Major Edward Hodge (c. 1782 – 17 June 1815) was a British Army officer killed in action the day before the 1815 Battle of Waterloo.

==Death==
As a major in the 7th Hussars he was killed during an unsuccessful charge against French lancers in the narrow streets of Genappe on 17 June 1815. Following his death, his widow received a pension of £100 per annum from the British government.
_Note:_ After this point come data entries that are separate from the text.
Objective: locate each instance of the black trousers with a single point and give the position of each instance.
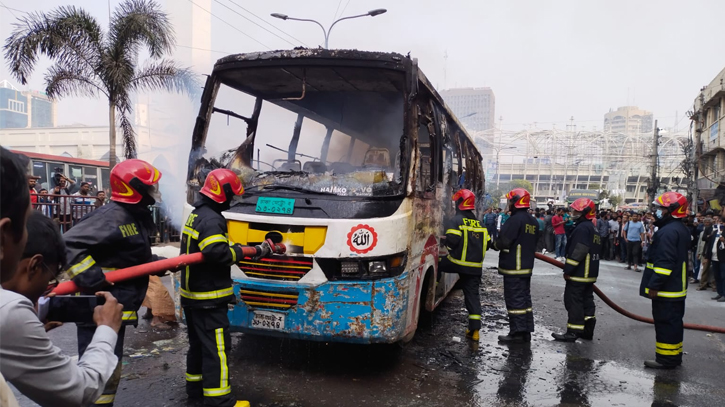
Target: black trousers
(207, 371)
(517, 293)
(470, 284)
(605, 247)
(634, 250)
(579, 303)
(669, 331)
(85, 335)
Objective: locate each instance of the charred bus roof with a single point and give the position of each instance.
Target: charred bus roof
(316, 56)
(282, 78)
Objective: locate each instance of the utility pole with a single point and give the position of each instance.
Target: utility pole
(654, 181)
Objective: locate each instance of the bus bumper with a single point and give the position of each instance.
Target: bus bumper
(336, 311)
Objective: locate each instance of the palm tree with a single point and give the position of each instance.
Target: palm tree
(91, 62)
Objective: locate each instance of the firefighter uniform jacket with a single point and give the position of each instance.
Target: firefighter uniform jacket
(666, 269)
(208, 284)
(583, 248)
(517, 243)
(109, 238)
(467, 242)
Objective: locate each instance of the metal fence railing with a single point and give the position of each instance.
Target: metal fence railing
(67, 210)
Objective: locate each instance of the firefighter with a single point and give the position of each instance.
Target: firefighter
(206, 290)
(517, 244)
(467, 242)
(665, 279)
(581, 269)
(111, 237)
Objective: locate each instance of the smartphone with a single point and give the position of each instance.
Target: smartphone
(73, 308)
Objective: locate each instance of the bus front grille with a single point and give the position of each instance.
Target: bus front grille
(269, 299)
(277, 268)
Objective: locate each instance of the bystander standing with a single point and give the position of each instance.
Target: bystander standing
(559, 234)
(634, 236)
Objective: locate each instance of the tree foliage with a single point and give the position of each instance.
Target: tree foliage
(91, 62)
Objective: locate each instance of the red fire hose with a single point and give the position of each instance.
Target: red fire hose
(623, 311)
(155, 267)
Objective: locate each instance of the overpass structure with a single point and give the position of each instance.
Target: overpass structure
(557, 161)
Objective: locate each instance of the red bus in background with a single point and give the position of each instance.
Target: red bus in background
(79, 170)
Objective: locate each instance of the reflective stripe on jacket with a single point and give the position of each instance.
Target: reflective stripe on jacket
(209, 283)
(666, 269)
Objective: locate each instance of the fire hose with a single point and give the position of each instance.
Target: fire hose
(155, 267)
(614, 306)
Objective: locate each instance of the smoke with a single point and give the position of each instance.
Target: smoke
(164, 141)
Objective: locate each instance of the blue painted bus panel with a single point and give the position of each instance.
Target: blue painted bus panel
(340, 311)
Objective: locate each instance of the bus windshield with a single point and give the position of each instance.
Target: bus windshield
(316, 130)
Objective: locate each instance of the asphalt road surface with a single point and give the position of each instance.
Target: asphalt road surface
(440, 368)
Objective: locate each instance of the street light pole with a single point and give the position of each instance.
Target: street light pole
(326, 33)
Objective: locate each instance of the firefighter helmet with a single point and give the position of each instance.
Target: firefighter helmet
(520, 198)
(585, 206)
(222, 185)
(465, 199)
(674, 202)
(132, 179)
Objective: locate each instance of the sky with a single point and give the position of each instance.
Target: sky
(546, 61)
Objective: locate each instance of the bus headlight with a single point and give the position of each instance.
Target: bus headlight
(377, 267)
(363, 269)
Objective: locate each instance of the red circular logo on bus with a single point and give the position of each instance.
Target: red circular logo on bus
(362, 239)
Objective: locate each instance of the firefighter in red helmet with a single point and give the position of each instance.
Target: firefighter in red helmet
(111, 237)
(517, 244)
(467, 242)
(664, 280)
(581, 270)
(206, 290)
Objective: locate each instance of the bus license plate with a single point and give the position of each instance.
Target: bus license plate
(268, 320)
(283, 206)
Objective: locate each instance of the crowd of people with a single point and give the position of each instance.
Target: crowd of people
(63, 203)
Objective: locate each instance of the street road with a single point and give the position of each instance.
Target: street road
(435, 369)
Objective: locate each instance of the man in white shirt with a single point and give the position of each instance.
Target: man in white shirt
(28, 360)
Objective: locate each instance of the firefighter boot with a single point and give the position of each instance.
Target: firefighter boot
(472, 335)
(567, 336)
(515, 337)
(588, 333)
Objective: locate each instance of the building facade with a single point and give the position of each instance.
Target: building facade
(19, 109)
(708, 118)
(628, 120)
(474, 107)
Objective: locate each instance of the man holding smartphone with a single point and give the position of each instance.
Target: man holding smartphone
(28, 359)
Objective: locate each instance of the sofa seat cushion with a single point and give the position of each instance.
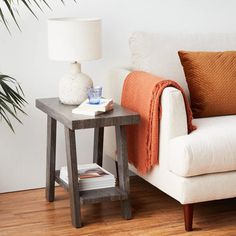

According to a contemporary account:
"During the retreat through Genappe, the covering squadron of the Seventh Hussars, under the command of Major Hodge of the same regiment, particularly signalized itself. It was formed opposite the Hotel Roi d’Espagne, when a regiment of French lancers entered that village. The landlord, who was conversing with Major Hodge and another officer, observed—"Gentlemen, you had better retire;" to which the gallant Major replied— "We do not fear them;" and instantly charging, drove them back. Notwithstanding the repeated defeats which the enemy experienced, he returned to the attack with fresh troops, which still failed to make any attempt on these brave men—but some flanking squadrons having passed the bridge at Wais, to his left, and the Ford of the Dyle at Vieux-Genappe, to the right, he was obliged to retire a short distance, but not until his gallant party had sabered a considerable number of the lancers, among whom was the Colonel, who lost his arm. Having re-formed his squadron opposite the post-house at the other side of the village, he again awaited the lancers; but opening to the right and left as they approached him, he found himself attacked by a squadron of cuirassiers, whose powerful horses and heavy armour rendered him perfectly incompetent to withstand them. This brave and distinguished officer fell, covered with wounds, as also several of his men, in this heroic but unequal contest."

There is a memorial tablet to Hodge and his fellow officer, Lieutenant Arthur Myers, in the Church of Saint Joseph, Waterloo.

==Family==
Hodge married the younger daughter of Sir Edmund Bacon of the Bacon baronets. Their son, Sir Edward Cooper Hodge, went on to command a regiment at the 1854 Battle of Balaclava.